Albingia
- Industry: Insurance
- Founded: 1901
- Headquarters: Levallois-Perret, France
- Area served: France
- Key people: Bruno Chamoin (Chairman) (since 2003)
- Revenue: €229 million (2017)
- Net income: €47 million (2018)
- Number of employees: 250 (2017)

= Albingia =

French insurance company

Albingia is a French insurance company specializing in risk management, based in Levallois-Perret.

Albingia is currently the only independent French insurance company specialized in Risk management.

== History ==
Albingia was founded in 1901 in Hamburg. its first French subsidiary opens in 1962. In 1999 Albingia was sold to Axa for €850 million. In 2003, Albingia France was bought by Barclays Private Equity (now Equistone Partners Europe) then sold again in 2006 to Chevrillon & Associés et IDI.

In 2018, Eurazeo bought shares of Albingia, alongside the Financière de Blacailloux, controlled by Bruno Chamoin, also Chairman of Albingia.

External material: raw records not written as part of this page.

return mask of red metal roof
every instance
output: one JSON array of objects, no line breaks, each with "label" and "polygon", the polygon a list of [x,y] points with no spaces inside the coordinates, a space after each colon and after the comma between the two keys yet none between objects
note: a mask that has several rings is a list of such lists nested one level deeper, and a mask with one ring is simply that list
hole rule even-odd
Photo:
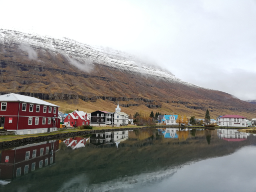
[{"label": "red metal roof", "polygon": [[246,118],[243,116],[240,116],[237,115],[226,115],[222,117],[220,117],[220,118],[242,118],[246,119]]}]

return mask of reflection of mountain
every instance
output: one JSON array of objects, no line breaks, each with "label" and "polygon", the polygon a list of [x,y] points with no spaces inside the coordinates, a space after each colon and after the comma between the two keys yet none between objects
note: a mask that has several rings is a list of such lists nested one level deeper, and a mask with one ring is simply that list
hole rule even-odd
[{"label": "reflection of mountain", "polygon": [[220,138],[228,141],[242,141],[247,139],[247,134],[237,130],[218,129],[217,135]]},{"label": "reflection of mountain", "polygon": [[[149,136],[140,139],[140,135],[146,135],[145,132]],[[56,163],[50,170],[40,170],[36,174],[21,177],[5,185],[3,191],[16,192],[24,187],[28,192],[50,191],[49,189],[61,192],[109,191],[129,184],[148,185],[171,176],[184,165],[227,155],[256,141],[252,134],[241,142],[227,142],[219,139],[216,130],[209,130],[208,145],[204,131],[194,134],[189,134],[184,142],[165,138],[154,129],[130,131],[129,138],[118,145],[117,151],[115,144],[97,146],[87,142],[78,150],[58,152]],[[2,189],[0,186],[0,191]],[[122,191],[122,188],[116,189],[116,191]]]},{"label": "reflection of mountain", "polygon": [[53,140],[2,151],[0,180],[10,180],[50,165],[54,162],[58,147],[58,141]]}]

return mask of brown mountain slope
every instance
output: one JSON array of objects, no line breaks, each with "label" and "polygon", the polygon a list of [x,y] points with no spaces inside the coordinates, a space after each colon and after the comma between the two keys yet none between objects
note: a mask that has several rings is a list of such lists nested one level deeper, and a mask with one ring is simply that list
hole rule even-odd
[{"label": "brown mountain slope", "polygon": [[[62,109],[88,112],[153,110],[213,118],[254,116],[255,105],[229,94],[184,82],[126,54],[68,39],[0,30],[0,91],[51,100]],[[214,83],[214,82],[213,82]]]}]

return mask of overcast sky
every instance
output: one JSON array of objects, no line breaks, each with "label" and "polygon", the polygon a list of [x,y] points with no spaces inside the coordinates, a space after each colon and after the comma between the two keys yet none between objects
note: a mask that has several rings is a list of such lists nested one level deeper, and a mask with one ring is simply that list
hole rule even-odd
[{"label": "overcast sky", "polygon": [[0,0],[0,28],[109,46],[256,99],[256,0]]}]

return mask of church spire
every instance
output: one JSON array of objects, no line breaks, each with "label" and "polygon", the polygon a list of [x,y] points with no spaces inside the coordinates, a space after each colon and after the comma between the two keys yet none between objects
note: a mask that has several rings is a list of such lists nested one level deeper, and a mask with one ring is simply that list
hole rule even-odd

On 9 April 2020, The Hellfest festival organization announced that they paid on 17 December 2019 to Albingia €175000 for cancellation risks, including pandemic risks, but that the company refused to pay for the cancellation of the festival. The contract was sold before the apparition of the COVID-19 pandemic in China.

== Activity ==
In 1962, the first risk management sold by Albingia was linked for machinery breakdown risks. Since that time its activity has expanded to other risks. It has approximately 3500 Insurance brokers.

==COVID-19 claims==
In 2020, in regards to the COVID-19 pandemic, the company has decided to not cover for damages suffered by the client that runs the Hellfest music festival. As reported Hellfest's insurance policy covered pandemics. It was also reported that representatives from Albingia agreed, however they claimed it did not cover the COVID-19 pandemic because "respiratory diseases were excluded from the contract". Hellfest reported that they will pursue litigation in court if Albingia doesn't comply with their requests.